Ele encontrara o que mais precisava.
Começou a ler o livro que o ensinaria a
viver em seu novo lar.
Sobre a lareira ele encontrou uma plaquinha de cerâmica com a palavra “Aberto”. Pendurou-a do lado de fora da porta. 

Sentou-se, tomou mais uma xícara de chá e comeu um pedaço do bolo. Não havia pressa, ele sabia.

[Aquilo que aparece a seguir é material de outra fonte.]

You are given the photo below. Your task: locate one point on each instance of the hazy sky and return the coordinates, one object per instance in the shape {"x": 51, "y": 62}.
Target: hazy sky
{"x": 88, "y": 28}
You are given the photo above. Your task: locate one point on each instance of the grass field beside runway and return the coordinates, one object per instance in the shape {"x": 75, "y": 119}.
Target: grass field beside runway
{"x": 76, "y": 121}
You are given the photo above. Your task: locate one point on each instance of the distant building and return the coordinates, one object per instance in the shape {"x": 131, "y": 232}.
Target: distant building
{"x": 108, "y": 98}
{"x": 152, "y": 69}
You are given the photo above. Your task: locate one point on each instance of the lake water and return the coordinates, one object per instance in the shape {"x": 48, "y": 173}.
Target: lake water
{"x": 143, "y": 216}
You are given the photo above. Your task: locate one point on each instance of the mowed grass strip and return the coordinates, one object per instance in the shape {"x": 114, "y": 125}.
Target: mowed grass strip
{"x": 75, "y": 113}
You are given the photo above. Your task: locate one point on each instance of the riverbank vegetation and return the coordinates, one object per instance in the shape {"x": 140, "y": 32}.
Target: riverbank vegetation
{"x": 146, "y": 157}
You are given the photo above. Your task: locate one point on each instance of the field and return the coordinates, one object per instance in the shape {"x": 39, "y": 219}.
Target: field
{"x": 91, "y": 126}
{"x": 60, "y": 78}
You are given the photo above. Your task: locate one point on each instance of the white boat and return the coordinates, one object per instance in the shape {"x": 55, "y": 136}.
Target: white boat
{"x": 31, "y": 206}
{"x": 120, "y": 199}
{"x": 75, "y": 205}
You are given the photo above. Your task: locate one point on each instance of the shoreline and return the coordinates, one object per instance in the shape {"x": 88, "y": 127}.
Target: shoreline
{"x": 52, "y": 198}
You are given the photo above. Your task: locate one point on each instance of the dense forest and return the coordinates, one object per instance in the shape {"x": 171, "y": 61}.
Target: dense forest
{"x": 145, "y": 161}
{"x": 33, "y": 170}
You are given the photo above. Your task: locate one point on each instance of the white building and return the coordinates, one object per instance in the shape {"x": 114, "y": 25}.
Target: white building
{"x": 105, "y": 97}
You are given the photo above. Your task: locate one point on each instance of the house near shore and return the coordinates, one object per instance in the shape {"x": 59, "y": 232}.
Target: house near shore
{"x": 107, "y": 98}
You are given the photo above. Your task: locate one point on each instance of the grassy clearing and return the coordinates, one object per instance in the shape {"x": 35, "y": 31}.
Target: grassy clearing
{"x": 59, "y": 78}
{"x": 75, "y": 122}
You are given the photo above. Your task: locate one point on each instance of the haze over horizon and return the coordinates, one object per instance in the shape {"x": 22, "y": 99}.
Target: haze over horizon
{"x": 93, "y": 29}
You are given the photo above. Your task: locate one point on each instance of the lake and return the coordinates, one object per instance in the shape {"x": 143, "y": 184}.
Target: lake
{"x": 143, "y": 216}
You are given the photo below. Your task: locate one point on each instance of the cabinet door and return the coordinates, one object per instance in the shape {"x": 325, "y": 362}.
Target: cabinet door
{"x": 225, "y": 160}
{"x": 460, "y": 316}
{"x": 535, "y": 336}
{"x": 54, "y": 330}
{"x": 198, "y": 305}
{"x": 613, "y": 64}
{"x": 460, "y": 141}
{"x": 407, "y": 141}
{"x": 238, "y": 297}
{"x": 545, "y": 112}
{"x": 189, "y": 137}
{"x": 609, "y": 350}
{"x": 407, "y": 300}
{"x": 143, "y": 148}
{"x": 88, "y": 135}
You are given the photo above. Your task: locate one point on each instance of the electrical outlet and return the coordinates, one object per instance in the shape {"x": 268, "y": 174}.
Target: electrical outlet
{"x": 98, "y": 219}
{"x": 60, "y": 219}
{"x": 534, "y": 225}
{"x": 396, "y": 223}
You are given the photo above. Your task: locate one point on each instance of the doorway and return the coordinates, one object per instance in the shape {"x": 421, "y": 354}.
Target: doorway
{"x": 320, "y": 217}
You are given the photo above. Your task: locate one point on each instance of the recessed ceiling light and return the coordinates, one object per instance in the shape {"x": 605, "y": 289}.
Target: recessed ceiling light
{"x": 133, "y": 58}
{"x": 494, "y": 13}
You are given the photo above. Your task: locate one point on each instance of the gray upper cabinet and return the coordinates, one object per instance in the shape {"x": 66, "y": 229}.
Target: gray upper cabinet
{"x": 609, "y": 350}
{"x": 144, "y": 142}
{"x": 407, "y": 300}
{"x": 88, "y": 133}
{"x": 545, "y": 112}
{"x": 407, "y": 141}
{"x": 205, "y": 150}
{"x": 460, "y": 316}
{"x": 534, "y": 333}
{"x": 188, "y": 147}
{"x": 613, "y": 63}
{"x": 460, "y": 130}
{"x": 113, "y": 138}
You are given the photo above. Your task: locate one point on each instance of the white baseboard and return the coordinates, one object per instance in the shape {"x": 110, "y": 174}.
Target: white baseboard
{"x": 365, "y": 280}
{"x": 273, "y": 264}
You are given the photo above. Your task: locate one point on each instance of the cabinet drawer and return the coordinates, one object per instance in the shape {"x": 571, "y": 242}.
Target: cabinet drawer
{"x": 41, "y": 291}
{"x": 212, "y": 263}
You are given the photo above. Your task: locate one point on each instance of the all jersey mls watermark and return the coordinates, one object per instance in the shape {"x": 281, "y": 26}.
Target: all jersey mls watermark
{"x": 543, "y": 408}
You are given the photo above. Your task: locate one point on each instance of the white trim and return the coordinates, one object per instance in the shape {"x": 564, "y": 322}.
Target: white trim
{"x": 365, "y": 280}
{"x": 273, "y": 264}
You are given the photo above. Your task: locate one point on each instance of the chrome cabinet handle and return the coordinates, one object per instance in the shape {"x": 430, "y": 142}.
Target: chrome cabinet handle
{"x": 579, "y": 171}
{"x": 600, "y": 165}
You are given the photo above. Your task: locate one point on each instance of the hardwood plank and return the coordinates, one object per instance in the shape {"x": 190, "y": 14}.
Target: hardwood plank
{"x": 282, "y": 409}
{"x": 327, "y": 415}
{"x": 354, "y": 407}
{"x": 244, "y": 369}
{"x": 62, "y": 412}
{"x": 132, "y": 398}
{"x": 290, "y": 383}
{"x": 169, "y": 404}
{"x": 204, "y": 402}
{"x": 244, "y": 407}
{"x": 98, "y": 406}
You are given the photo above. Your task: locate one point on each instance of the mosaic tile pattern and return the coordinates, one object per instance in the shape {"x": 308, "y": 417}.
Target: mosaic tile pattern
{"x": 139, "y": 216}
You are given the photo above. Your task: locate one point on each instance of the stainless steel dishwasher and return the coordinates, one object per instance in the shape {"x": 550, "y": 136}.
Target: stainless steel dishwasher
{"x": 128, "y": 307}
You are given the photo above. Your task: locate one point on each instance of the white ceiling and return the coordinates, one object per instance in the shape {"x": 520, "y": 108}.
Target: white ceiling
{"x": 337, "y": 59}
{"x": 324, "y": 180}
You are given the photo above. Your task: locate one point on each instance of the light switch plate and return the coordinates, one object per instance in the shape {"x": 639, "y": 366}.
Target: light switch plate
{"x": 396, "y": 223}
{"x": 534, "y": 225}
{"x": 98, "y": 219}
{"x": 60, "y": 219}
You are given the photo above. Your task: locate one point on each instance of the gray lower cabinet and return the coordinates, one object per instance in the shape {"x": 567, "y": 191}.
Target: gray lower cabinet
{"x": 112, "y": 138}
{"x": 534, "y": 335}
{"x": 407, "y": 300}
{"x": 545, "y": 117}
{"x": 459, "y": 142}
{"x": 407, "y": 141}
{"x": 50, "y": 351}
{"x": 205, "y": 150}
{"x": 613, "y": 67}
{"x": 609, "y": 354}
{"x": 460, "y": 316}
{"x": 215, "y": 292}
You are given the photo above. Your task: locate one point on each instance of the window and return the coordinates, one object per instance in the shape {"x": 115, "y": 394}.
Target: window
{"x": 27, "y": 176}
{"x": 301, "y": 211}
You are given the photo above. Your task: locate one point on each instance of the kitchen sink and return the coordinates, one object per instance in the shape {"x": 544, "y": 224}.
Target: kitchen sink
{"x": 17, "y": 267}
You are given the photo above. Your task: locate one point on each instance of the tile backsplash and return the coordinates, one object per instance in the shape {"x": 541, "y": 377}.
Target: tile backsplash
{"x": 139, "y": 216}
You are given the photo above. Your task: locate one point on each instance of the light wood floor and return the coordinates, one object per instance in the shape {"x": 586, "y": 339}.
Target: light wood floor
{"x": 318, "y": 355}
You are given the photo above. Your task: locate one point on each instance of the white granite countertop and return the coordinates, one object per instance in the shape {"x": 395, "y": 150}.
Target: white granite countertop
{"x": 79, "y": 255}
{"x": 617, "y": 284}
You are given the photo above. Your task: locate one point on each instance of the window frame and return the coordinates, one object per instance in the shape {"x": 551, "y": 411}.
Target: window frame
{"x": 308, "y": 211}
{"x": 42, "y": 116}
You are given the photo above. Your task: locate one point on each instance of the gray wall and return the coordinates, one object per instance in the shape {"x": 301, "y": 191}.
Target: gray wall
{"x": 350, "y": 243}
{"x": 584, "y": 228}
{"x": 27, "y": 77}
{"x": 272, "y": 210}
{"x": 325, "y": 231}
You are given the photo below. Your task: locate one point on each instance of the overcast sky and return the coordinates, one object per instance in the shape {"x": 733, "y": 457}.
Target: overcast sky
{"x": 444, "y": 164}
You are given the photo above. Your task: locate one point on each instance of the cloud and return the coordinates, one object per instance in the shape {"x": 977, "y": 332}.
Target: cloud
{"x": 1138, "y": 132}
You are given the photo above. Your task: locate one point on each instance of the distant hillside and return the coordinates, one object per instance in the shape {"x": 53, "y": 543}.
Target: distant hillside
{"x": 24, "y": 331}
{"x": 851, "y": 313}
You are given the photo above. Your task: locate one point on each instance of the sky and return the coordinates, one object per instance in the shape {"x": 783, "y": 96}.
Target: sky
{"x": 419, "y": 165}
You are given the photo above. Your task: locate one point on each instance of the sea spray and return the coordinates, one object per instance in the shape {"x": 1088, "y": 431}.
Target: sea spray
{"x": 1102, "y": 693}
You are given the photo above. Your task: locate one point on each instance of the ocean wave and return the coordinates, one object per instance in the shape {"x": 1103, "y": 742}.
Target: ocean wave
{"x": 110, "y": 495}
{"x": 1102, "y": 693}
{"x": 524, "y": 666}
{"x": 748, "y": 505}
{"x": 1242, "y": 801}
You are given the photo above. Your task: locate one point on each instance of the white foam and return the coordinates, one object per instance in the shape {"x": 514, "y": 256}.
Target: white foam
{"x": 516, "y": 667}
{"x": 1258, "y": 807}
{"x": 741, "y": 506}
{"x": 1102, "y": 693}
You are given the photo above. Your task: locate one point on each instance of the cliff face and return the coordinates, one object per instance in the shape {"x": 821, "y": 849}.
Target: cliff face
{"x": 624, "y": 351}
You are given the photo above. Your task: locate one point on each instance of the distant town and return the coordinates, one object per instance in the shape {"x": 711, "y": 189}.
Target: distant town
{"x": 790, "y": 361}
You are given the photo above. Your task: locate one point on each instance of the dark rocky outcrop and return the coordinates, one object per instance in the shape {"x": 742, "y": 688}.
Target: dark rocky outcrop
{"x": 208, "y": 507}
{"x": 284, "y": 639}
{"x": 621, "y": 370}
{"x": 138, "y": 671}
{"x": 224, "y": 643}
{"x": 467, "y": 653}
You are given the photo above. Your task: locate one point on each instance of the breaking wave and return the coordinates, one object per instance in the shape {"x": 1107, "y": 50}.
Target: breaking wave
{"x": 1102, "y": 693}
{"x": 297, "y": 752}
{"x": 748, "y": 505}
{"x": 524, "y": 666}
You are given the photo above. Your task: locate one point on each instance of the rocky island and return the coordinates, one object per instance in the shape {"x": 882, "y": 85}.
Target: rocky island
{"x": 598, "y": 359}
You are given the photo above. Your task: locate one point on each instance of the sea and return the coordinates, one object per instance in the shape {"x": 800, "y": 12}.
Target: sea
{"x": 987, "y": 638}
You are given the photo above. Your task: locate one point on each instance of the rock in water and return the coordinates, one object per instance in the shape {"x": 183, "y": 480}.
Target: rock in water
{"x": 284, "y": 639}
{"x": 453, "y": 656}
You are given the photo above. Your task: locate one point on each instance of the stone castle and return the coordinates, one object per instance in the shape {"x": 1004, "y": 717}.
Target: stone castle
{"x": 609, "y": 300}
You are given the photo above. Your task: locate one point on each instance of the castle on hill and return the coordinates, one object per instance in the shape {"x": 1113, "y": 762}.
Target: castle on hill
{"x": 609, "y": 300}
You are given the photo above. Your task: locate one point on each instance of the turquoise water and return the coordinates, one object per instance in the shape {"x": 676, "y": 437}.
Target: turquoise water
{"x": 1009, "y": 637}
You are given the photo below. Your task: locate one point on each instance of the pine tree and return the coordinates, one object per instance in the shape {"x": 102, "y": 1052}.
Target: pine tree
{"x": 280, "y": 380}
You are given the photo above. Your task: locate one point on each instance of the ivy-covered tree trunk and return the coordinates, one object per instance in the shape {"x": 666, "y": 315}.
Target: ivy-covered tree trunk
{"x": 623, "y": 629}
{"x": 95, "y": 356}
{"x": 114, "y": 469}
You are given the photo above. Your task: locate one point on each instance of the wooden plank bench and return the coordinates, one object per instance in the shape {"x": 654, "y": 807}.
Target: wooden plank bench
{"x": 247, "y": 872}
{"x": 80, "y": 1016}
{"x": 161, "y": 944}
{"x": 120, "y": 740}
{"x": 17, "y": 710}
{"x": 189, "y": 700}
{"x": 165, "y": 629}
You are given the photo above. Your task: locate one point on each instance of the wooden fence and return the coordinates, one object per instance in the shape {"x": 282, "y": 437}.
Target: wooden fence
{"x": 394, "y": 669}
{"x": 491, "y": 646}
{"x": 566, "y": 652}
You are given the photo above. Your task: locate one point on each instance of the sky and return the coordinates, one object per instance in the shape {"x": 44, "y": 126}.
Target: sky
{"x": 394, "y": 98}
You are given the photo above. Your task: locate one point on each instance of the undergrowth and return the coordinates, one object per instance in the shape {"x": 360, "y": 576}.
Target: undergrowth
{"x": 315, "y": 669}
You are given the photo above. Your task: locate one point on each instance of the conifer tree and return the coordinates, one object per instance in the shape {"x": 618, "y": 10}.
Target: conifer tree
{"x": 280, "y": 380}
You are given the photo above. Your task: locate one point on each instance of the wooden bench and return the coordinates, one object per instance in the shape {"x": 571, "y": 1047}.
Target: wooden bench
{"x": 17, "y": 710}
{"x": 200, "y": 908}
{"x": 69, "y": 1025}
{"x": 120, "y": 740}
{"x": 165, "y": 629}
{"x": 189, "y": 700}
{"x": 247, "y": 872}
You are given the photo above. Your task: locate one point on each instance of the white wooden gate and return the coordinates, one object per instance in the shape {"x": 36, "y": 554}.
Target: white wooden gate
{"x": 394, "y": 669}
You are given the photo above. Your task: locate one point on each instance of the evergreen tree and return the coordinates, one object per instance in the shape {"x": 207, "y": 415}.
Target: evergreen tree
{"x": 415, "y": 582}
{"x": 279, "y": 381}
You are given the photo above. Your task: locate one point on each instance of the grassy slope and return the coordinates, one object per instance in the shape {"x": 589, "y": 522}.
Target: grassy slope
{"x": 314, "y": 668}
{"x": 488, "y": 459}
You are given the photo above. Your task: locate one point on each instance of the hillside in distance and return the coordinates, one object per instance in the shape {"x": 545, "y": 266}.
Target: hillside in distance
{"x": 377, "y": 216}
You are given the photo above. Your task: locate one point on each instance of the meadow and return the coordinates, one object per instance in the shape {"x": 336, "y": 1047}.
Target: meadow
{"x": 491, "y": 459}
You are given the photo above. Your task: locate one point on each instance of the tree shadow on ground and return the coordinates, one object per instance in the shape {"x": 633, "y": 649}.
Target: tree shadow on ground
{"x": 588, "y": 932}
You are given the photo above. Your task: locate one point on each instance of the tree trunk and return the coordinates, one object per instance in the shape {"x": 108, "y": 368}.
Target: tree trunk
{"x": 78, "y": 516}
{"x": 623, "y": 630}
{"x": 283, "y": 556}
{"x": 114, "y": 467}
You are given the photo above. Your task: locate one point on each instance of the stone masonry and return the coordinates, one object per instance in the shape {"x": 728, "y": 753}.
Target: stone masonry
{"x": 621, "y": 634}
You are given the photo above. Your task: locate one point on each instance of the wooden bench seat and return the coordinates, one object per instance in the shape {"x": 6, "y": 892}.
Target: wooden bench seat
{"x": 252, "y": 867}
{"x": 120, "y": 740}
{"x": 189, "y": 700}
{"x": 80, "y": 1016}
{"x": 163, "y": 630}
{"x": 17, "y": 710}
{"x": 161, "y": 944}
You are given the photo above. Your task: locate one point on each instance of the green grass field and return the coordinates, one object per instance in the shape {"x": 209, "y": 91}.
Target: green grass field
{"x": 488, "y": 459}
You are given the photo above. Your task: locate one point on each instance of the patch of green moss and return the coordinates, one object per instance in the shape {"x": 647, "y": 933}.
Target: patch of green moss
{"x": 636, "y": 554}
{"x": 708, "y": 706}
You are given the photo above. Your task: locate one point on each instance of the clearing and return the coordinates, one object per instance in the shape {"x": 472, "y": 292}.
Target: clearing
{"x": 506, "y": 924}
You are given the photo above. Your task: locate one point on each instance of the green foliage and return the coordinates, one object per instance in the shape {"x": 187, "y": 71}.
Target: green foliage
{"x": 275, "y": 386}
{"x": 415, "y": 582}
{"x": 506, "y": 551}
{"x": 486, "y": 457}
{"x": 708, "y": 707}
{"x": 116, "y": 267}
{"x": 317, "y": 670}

Estava em casa e os clientes não tardariam a chegar. Começou a ler o livro.



imagens: Pinterest



Comentários

Unknown disse…
Histórias de esperança são sempre bem-vindas... Fofa essa história do Aladim moderno... Tô precisando de uma lâmpada dessas ou de um pozinho de Pirlimpimpim rs
Anônimo disse…
Este comentário foi removido por um administrador do blog.
Clarisse Amador disse…
Amei!!! Adoro esses contos de fantasia e sonho!!
Marcio disse…
Zoraya, sua capacidade de descrição de um ambiente é realmente notável.
Uma coisa que me preocupa nos seus personagens é a voracidade. aparentemente, todos gostam de bolo, a ponto de comer uma fatia que lhes seja apresentada sem maiores explicações.
Essa pode ser uma das causas da alta taxa de mortalidade de seus personagens.
E esse de hoje ainda tomou um chá, cuja origem também lhe era completamente desconhecida.
Voltando ao texto, é admirável o modo como você o encerrou, deixando em aberto todo um universo de possibilidades, dando ao leitor a certeza de que a ideia criadora não se esgotou ali.
Nada de gênio da lâmpada, de três desejos, de soluções infantis ou Deus ex machina. Só sugestões sutis. Muito maduro.
Parabéns.
sergio geia disse…
Encantado também, Zoraya, com a delicadeza de sua criação. Você é uma artista fabulosa! E comungo da opinião do Marcio, sua capacidade de descrição de um ambiente é notável. Gde abraço!
Anônimo disse…
Uau! terno e encantador, com um arrepio de mistério...
Anônimo disse…
Amei! Sutil,delicado, sensível e elegante como se espera se uma lady bruxinha! 😻
Luciana disse…
Uma leitura terna, adorei!
Fantástica!!
Luciana disse…
Uma leitura terna, adorei!
Fantástica!!
Anônimo disse…
Deu vontade de ir na loja!!!!!
Ana Luzia disse…
ai, ai, é bom relembrar que o é nosso realmente nos espera em algum lugar, beijos inspirados!
albir silva disse…
Reconfortante como o chá quente. O avesso do susto de outros contos.
Zoraya Cesar disse…
Pessoal, muito obrigada! Contar a história de nosso Aladin também me foi muito reconfortante! E ler seus comentários só me fez ainda mais feliz.